Contents

• Configuration
• Customize environmental variables using profiles
• Customize parameters using the commandline
• Modifying the params.config file
• Modifying parameters using the command-line
  • Analyzing your samples
  • Running with Kraken
  • Including SNP confirmation
  • Including deduplicated count results
• Selecting the right pipeline

Configuration

---

The pipeline source code comes with two configuration files that can be used to set environment variables and default command-line options. These configuration files can be found in the root source code directory and are called nextflow.config and params.config.

The nextflow.config file mainly contains parameters regarding how AMR++ will run on your computing cluster using the --profile parameter.

The params.config contains parameters that control which files are being analyzed and parameters for the software in the pipeline. Setting the variables in the params.config before hand may be useful in situations when you do not want to specify a long list of options from the command line or want to have a seperate file for each project. You can modify these files, save the changes, and run the pipeline directly.

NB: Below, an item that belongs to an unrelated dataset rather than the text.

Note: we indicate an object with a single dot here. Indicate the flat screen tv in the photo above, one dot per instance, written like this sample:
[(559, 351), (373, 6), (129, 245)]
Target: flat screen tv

More details below.

Customize Environment Variables using profiles

---

The nextflow.config contains a section that allows the use of environment "profiles" when running AmrPlusPlus. Further information for each profile can be found within the /config directory. In brief, profiles allow control over how the pipeline is run on different computing clusters. We recommend the "singularity" profile which employs singularity containers which contain all the required bioinformatic tools.

We make the following profiles available to suit your computing needs; "local", "local_slurm", "conda","conda_slurm", "singularity", "singularity_slurm", and "docker". You specify which profile to use with the `-profile flag.

profiles {
  local {
    includeConfig "config/local.config"
  }
  local_slurm {
    includeConfig "config/local_slurm.config"
    process.executor = 'slurm'
  }
  conda {
    includeConfig "config/conda.config"
    conda.enabled = true
    conda.cacheDir = "$baseDir/envs/"
    conda.useMamba = true
    conda.createTimeout = '30 min'
  }
  docker {
    includeConfig "config/local.config"
    docker.enabled = true
    process.container = 'enriquedoster/amrplusplus:latest'
  }
  singularity {
    includeConfig "config/singularity.config"
    singularity.enabled = true
    singularity.autoMounts = true
    singularity.cacheDir = "$baseDir/envs/"
  }
  conda_slurm {
    includeConfig "config/conda_slurm.config"
    process.executor = 'slurm'
    conda.cacheDir = "$baseDir/envs/"
    conda.enabled = true
    conda.useMamba = true
    conda.createTimeout = '30 min'
  }
   singularity_slurm {
    includeConfig "config/singularity_slurm.config"
    process.executor = 'slurm'
    singularity.enabled = true
    singularity.autoMounts = true
    singularity.cacheDir = "$baseDir/envs/"
  }
}

Customize AMR++ pipeline parameters

---

The params section allows you to set the different commmand-line options that can be used within the pipeline. Here, you can specify input/output options, trimming options, and algorithm options.

Modifying the params.config file

Below is a list of all of the parameters that AMR++ uses by default. They can be found in the params.config file in the main directory. These parameters can be modified by changing this file or specifying any of these parameters on the command line using a double dash, like this: --reads "path/to/your/reads/*_R{1,2}.fastq.gz". Otherwise, change the parameters in the params.config file prior to running the AMR++ pipeline.

These are all of the parameters used by AMR++:

params {
    /* Location of forward and reverse read pairs */
    reads = "${baseDir}/data/raw/*_R{1,2}.fastq.gz"

    /* Location of reference/host genome */
    reference = "${baseDir}/data/host/chr21.fasta.gz"

    /* Output directory */
    output = "test_results"

    /* Kraken database location, default is "null" */   
    kraken_db = null

    /* Location of amr index files */
    amr_index = ""

    /* Location of antimicrobial resistance (MEGARes) database */
    amr = "${baseDir}/data/amr/megares_database_v3.00.fasta"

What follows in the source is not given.